Строй замер. Но почти сразу опять прорезался го­лос:

— Какой храбрый с пацанами! Где ты был, когда воевали?

— В отряде умиротворения!— крикнули из задней шеренги.

— В интендантской конторе, ворюга!

— Молчать,! — это крикнул уже директор.— Разой­дись! По классам! Марш!

Строй стал медленно разваливаться. А четверых по­вели к приземистой железной дверце.

 

Страшная мысль ударила мальчика. Так, что он едва удержался на ступеньках. Вдруг ребята решат, что это он выдал мальчишек? Все вынюхал и донес!

Эта мысль была такая отчаянная, что мальчик бро­сился искать Музыканта или кого-нибудь еще из новых знакомых.

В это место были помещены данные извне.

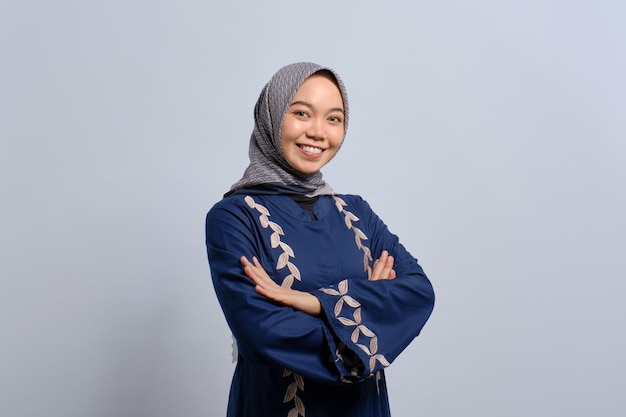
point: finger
(378, 267)
(387, 268)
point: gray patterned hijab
(267, 163)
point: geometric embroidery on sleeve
(360, 329)
(294, 273)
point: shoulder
(230, 207)
(352, 202)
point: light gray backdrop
(489, 135)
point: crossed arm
(300, 300)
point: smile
(311, 149)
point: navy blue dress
(293, 364)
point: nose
(315, 129)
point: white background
(489, 135)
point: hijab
(268, 171)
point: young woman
(319, 294)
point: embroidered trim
(292, 394)
(283, 259)
(359, 328)
(294, 273)
(358, 234)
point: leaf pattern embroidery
(275, 242)
(294, 273)
(360, 332)
(359, 236)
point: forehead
(321, 87)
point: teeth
(311, 149)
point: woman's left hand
(299, 300)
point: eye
(300, 113)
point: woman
(319, 295)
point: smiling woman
(313, 127)
(320, 296)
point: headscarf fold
(268, 167)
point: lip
(310, 154)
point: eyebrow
(309, 105)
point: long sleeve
(266, 333)
(377, 319)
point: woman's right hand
(383, 267)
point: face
(313, 126)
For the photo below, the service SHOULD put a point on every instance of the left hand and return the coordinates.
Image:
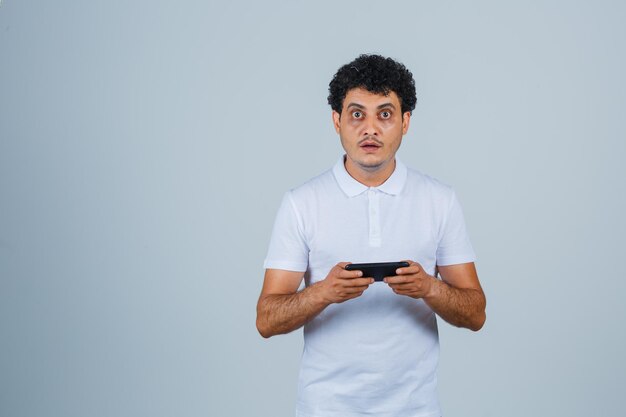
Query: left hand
(412, 281)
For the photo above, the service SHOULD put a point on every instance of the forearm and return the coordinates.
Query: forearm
(283, 313)
(461, 307)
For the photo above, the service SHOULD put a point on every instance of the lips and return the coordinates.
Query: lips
(369, 146)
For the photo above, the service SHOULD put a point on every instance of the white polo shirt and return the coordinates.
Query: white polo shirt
(375, 355)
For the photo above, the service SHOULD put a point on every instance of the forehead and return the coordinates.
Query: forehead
(364, 98)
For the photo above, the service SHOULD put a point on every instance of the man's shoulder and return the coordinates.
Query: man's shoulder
(320, 183)
(424, 182)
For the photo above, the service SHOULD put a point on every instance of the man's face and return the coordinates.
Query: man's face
(371, 127)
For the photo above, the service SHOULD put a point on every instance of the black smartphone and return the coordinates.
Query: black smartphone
(377, 270)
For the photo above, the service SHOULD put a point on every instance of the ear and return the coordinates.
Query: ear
(406, 120)
(336, 120)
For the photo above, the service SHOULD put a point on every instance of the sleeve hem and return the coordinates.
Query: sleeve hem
(454, 260)
(286, 265)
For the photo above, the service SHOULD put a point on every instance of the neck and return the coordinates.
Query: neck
(370, 176)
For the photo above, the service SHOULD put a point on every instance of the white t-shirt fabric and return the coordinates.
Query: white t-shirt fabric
(377, 354)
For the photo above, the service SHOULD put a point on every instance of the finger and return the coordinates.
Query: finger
(411, 269)
(358, 282)
(349, 274)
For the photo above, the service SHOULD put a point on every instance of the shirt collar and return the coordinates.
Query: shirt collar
(352, 187)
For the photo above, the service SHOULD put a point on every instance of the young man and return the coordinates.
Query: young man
(370, 348)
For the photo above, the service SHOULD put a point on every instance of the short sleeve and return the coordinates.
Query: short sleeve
(288, 249)
(454, 244)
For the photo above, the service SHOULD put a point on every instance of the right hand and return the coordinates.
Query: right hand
(341, 285)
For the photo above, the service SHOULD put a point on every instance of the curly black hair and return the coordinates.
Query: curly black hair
(376, 74)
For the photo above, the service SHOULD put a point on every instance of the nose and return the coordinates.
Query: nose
(370, 128)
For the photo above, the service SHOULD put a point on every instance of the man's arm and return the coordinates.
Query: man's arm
(282, 308)
(458, 298)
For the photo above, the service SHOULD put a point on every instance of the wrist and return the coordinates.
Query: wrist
(434, 289)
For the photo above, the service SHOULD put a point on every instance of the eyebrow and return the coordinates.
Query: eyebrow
(360, 106)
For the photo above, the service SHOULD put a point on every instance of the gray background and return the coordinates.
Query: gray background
(145, 146)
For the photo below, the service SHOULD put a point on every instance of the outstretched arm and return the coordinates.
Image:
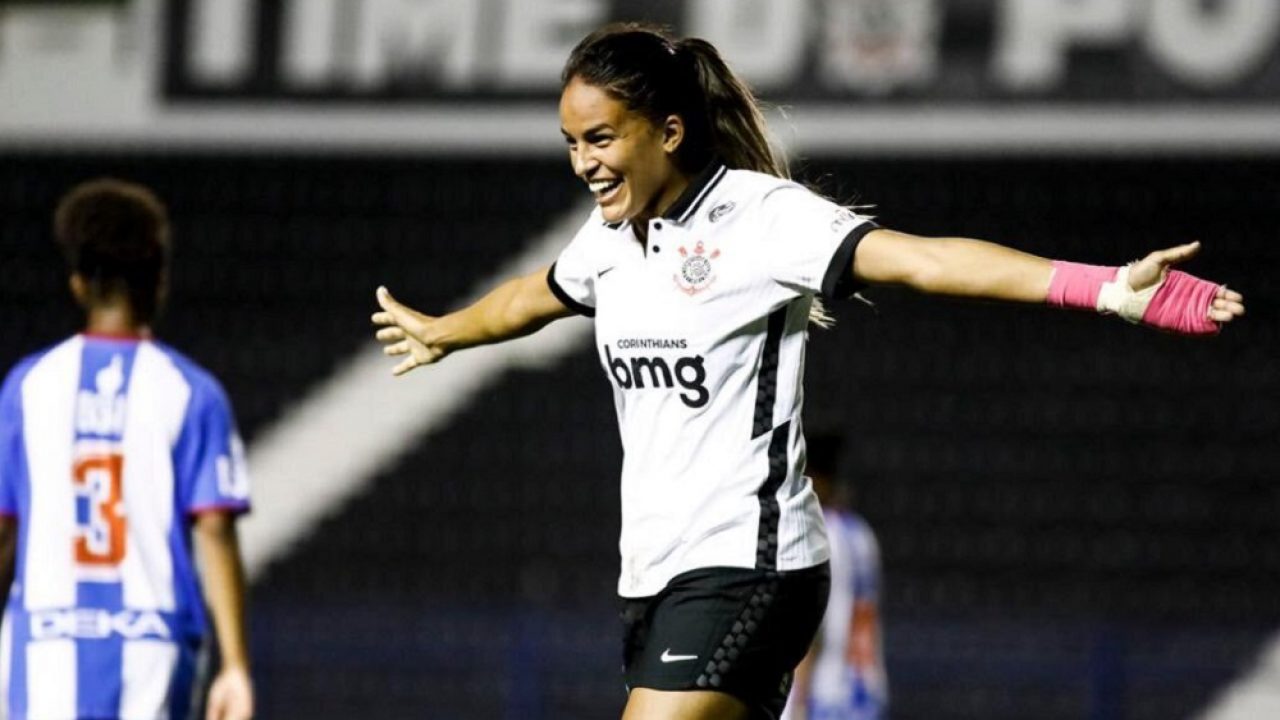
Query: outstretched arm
(513, 309)
(979, 269)
(223, 578)
(8, 548)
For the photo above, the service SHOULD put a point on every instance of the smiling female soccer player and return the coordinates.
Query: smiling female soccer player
(700, 265)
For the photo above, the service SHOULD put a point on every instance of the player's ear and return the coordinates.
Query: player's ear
(672, 132)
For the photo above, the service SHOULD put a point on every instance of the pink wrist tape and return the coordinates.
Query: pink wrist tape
(1180, 302)
(1182, 305)
(1075, 285)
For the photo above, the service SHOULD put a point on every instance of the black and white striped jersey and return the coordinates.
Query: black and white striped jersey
(702, 333)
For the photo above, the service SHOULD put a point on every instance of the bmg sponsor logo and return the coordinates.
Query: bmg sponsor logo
(640, 373)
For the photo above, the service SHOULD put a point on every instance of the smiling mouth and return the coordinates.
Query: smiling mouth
(604, 190)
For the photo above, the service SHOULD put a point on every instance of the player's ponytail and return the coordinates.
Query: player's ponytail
(115, 236)
(735, 127)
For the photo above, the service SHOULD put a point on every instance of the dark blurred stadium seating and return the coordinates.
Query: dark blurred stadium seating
(1078, 518)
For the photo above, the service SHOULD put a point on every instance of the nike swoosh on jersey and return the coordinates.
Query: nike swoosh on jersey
(668, 657)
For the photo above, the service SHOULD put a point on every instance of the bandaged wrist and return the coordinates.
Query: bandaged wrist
(1075, 285)
(1178, 302)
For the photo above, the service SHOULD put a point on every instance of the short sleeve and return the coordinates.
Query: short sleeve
(209, 459)
(572, 276)
(12, 454)
(810, 241)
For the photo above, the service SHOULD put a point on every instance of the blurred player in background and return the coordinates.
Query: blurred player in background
(117, 456)
(702, 265)
(842, 677)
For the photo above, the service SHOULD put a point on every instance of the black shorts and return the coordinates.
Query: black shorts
(730, 629)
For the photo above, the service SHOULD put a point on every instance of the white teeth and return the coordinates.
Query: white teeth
(603, 186)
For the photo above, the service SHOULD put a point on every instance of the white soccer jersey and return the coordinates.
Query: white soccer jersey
(702, 333)
(108, 447)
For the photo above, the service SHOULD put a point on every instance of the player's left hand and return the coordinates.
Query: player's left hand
(1226, 304)
(231, 696)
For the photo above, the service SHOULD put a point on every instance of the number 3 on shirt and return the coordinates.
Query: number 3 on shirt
(100, 534)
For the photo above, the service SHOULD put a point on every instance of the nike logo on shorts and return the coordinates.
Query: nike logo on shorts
(668, 657)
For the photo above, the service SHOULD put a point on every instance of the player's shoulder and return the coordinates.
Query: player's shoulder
(204, 384)
(752, 183)
(21, 369)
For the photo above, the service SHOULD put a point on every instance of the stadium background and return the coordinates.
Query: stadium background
(1079, 519)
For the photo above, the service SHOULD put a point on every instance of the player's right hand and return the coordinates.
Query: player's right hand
(231, 696)
(403, 332)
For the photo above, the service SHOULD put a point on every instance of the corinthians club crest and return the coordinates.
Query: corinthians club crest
(695, 270)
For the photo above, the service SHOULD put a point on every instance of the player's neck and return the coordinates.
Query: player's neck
(114, 320)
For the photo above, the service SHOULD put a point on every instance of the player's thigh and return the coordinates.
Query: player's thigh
(645, 703)
(722, 633)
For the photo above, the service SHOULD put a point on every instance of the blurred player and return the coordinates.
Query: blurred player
(702, 265)
(842, 678)
(117, 456)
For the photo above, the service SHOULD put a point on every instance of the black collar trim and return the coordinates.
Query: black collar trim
(696, 192)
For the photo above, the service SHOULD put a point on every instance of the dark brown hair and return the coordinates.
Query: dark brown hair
(657, 76)
(115, 235)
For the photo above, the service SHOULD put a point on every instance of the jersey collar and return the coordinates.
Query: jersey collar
(699, 187)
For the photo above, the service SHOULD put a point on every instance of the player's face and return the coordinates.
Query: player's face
(626, 160)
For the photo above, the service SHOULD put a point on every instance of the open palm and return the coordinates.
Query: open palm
(405, 332)
(1151, 269)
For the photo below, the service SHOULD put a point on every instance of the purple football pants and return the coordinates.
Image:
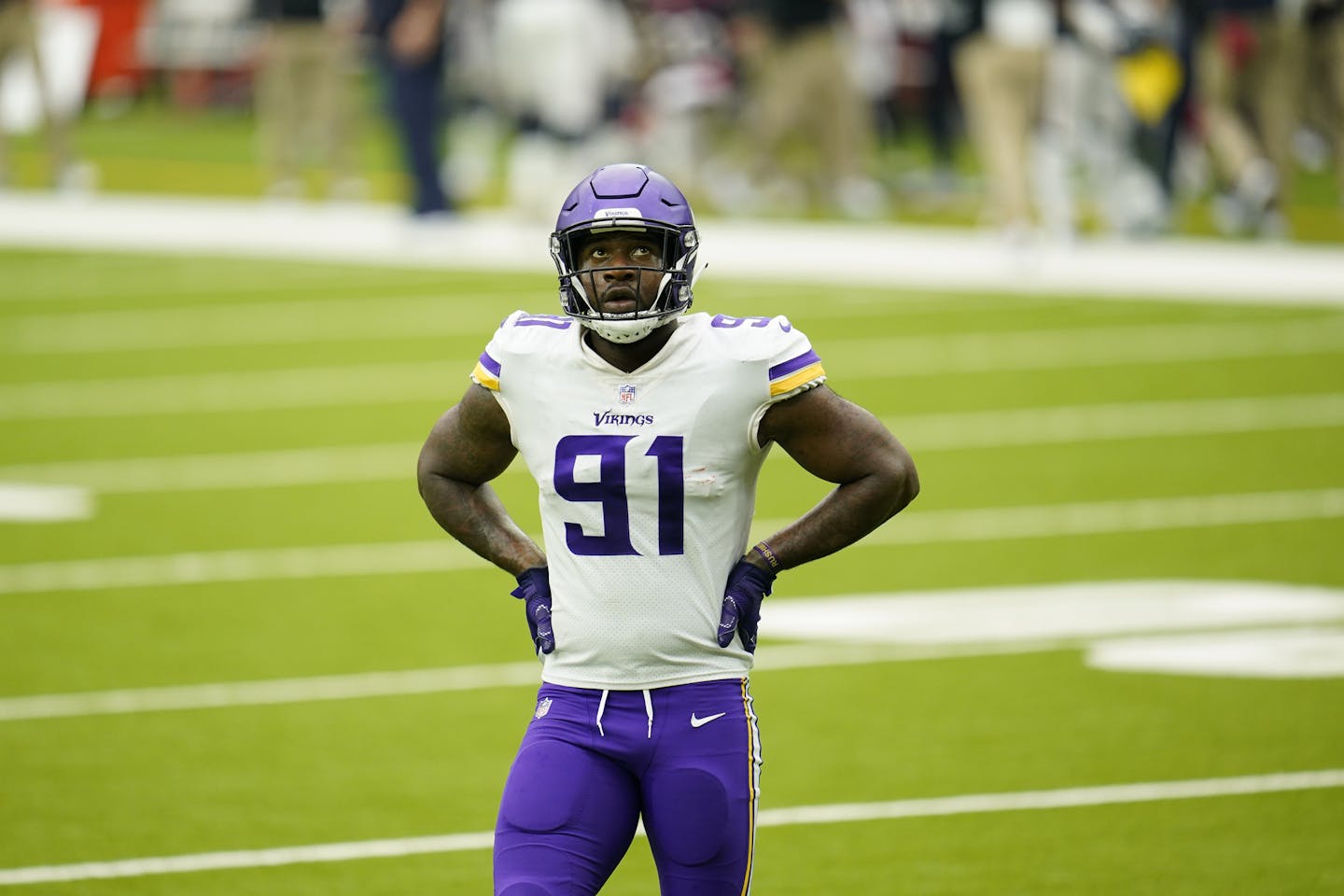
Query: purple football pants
(592, 763)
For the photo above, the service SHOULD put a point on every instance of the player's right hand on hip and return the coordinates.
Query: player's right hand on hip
(534, 590)
(748, 587)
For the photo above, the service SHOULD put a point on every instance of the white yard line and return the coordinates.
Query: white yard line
(441, 381)
(827, 814)
(30, 503)
(220, 694)
(297, 321)
(924, 433)
(366, 317)
(442, 555)
(344, 385)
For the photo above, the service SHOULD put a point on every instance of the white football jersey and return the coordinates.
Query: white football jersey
(647, 483)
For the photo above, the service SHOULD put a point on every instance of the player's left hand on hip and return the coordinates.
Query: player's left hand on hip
(534, 590)
(748, 587)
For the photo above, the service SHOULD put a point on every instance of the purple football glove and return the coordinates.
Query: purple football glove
(748, 586)
(534, 589)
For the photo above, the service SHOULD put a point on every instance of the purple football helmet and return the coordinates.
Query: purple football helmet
(626, 198)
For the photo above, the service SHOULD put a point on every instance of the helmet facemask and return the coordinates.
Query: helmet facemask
(677, 273)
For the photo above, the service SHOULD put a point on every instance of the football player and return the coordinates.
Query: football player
(645, 430)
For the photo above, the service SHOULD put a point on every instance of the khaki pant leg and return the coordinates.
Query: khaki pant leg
(332, 104)
(280, 103)
(1334, 51)
(777, 103)
(9, 43)
(1230, 140)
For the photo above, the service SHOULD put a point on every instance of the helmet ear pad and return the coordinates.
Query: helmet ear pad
(674, 296)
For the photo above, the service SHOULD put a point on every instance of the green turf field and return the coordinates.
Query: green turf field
(242, 436)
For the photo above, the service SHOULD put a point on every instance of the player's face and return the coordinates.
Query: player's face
(622, 271)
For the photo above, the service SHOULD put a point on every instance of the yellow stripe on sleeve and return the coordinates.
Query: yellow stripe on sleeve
(794, 381)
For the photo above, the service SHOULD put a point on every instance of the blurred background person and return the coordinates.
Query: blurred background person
(1001, 74)
(689, 91)
(1324, 85)
(305, 115)
(1248, 89)
(1090, 125)
(811, 129)
(409, 49)
(19, 39)
(565, 70)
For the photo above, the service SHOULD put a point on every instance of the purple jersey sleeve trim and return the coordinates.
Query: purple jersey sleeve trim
(489, 364)
(794, 364)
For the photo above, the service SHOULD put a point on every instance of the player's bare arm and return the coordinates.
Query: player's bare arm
(840, 442)
(468, 448)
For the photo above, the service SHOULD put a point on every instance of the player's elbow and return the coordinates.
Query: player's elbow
(902, 483)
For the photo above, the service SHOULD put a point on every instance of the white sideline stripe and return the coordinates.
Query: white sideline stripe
(344, 385)
(422, 681)
(1096, 517)
(760, 250)
(442, 381)
(924, 433)
(441, 555)
(831, 814)
(302, 321)
(42, 503)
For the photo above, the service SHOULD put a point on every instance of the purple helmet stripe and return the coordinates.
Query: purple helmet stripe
(793, 364)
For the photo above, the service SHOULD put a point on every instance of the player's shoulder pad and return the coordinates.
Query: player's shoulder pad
(519, 335)
(753, 337)
(784, 354)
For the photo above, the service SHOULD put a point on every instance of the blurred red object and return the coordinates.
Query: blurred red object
(118, 67)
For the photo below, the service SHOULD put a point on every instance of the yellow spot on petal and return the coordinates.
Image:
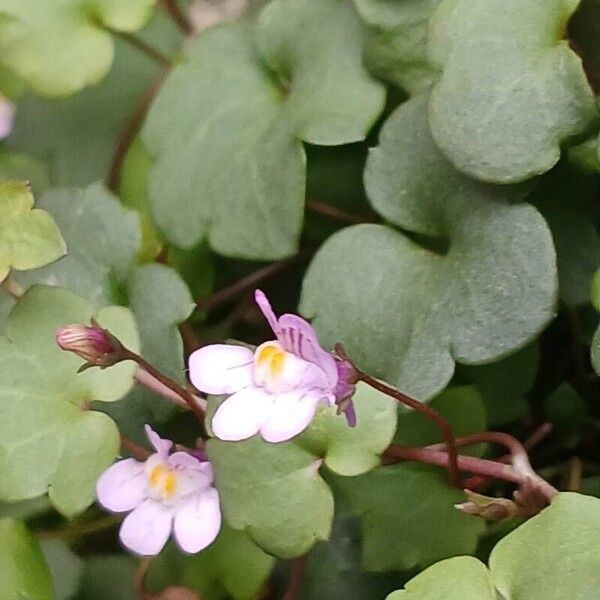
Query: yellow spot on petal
(170, 484)
(266, 354)
(155, 475)
(277, 362)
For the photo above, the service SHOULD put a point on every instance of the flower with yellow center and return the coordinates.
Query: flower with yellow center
(167, 492)
(275, 389)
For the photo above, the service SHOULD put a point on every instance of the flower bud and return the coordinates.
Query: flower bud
(492, 509)
(94, 344)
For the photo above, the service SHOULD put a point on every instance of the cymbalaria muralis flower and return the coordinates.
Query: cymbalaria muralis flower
(276, 388)
(167, 492)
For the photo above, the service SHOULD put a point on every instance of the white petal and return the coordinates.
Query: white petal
(242, 414)
(198, 521)
(122, 486)
(291, 414)
(221, 368)
(146, 530)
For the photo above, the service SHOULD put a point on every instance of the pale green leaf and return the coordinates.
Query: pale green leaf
(504, 384)
(227, 135)
(78, 136)
(478, 283)
(160, 301)
(273, 492)
(48, 441)
(24, 574)
(102, 238)
(29, 238)
(555, 555)
(397, 41)
(348, 450)
(459, 578)
(512, 90)
(60, 49)
(408, 517)
(461, 406)
(231, 567)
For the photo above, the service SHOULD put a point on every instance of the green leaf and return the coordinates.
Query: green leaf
(347, 450)
(463, 408)
(567, 200)
(78, 136)
(160, 301)
(554, 555)
(109, 576)
(29, 238)
(102, 238)
(222, 124)
(16, 166)
(408, 517)
(512, 90)
(231, 567)
(397, 41)
(504, 384)
(59, 50)
(48, 441)
(65, 567)
(478, 282)
(24, 574)
(274, 493)
(459, 578)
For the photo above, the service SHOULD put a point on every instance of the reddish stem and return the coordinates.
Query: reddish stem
(451, 457)
(298, 571)
(333, 212)
(179, 18)
(250, 281)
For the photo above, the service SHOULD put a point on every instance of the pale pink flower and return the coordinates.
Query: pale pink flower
(276, 388)
(167, 492)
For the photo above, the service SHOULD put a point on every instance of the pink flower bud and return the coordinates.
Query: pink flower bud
(94, 344)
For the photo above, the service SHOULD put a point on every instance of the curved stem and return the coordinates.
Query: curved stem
(187, 396)
(144, 378)
(450, 458)
(296, 580)
(250, 281)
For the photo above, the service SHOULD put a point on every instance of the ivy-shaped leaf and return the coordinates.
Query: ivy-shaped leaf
(102, 238)
(474, 281)
(78, 136)
(24, 573)
(274, 493)
(48, 442)
(504, 384)
(60, 49)
(347, 450)
(512, 90)
(552, 556)
(231, 567)
(459, 578)
(408, 517)
(227, 135)
(160, 301)
(396, 46)
(29, 238)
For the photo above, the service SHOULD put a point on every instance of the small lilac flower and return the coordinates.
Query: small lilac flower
(7, 117)
(276, 388)
(166, 492)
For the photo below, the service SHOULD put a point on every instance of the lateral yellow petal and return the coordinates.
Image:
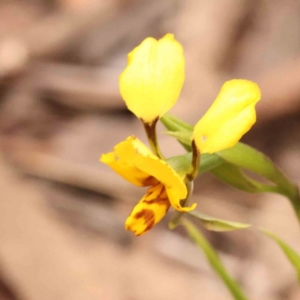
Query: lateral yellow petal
(160, 170)
(129, 173)
(122, 161)
(152, 81)
(229, 118)
(149, 211)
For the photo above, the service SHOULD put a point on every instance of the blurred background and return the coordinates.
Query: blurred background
(62, 213)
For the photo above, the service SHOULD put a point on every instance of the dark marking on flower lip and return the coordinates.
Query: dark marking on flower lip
(148, 216)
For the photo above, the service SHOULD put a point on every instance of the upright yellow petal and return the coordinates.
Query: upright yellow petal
(229, 118)
(151, 83)
(149, 211)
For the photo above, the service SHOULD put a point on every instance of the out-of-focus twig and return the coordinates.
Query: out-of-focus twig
(77, 87)
(66, 172)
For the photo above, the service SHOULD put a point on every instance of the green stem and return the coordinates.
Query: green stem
(194, 168)
(176, 220)
(150, 129)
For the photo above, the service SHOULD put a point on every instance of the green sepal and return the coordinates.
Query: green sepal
(243, 157)
(216, 224)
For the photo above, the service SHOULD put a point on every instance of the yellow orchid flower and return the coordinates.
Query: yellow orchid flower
(151, 83)
(132, 160)
(231, 115)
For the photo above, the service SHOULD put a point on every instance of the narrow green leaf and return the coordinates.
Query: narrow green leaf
(235, 177)
(216, 224)
(213, 260)
(173, 123)
(181, 163)
(250, 159)
(184, 137)
(290, 253)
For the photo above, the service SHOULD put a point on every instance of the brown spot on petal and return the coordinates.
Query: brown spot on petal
(150, 181)
(148, 216)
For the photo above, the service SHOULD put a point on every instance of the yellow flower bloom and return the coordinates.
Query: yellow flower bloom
(229, 118)
(151, 83)
(135, 162)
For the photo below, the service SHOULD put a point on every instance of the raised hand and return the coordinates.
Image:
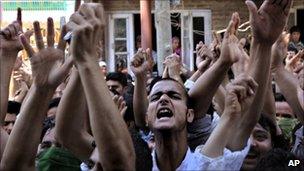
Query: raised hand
(86, 25)
(204, 56)
(10, 44)
(242, 64)
(239, 95)
(121, 104)
(215, 46)
(139, 63)
(21, 93)
(173, 67)
(267, 23)
(229, 51)
(279, 51)
(293, 62)
(47, 68)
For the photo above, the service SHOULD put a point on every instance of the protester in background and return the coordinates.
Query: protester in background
(295, 44)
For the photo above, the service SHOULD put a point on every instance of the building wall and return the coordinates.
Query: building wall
(221, 9)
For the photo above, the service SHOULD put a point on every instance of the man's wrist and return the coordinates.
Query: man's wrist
(140, 76)
(43, 90)
(262, 43)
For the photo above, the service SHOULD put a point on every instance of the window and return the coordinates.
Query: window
(196, 26)
(121, 47)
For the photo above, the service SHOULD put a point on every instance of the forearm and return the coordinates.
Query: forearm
(259, 70)
(140, 101)
(107, 124)
(70, 119)
(23, 141)
(195, 76)
(6, 68)
(269, 105)
(218, 139)
(206, 86)
(291, 90)
(3, 141)
(219, 99)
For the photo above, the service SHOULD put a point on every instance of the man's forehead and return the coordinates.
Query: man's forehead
(167, 85)
(10, 116)
(113, 82)
(259, 128)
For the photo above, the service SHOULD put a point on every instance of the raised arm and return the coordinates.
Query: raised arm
(70, 119)
(287, 82)
(267, 24)
(106, 122)
(9, 48)
(139, 67)
(239, 96)
(47, 75)
(205, 87)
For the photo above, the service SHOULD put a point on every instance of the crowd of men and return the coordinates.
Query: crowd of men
(71, 114)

Но двор быстро опустел.

Мальчик промучился до вечера — то во дворе, то дома.

— Ты заболел? — тревожилась мама.

— Нет. Просто скучно.

— Ничего. Скоро поедем к дедушке в Чайную Пристань.

— Папа, а что за школа на острове Крабий Глаз? — спросил мальчик, когда вернулся отец.

— Это не школа, а тюрьма.

— А этих ребят… Их правда отправят туда?

— Ох, да помолчи ты…— со стоном сказал отец.

Вечером, когда двор был уже в глубокой тени и ос­тывали камни, мальчик увидел у старой пушки Музыканта, Летчика и Денька. Он подбежал, остановился и заплакал:

— Вы, наверно, думаете, что это я? Честное слово… Я же клятву давал…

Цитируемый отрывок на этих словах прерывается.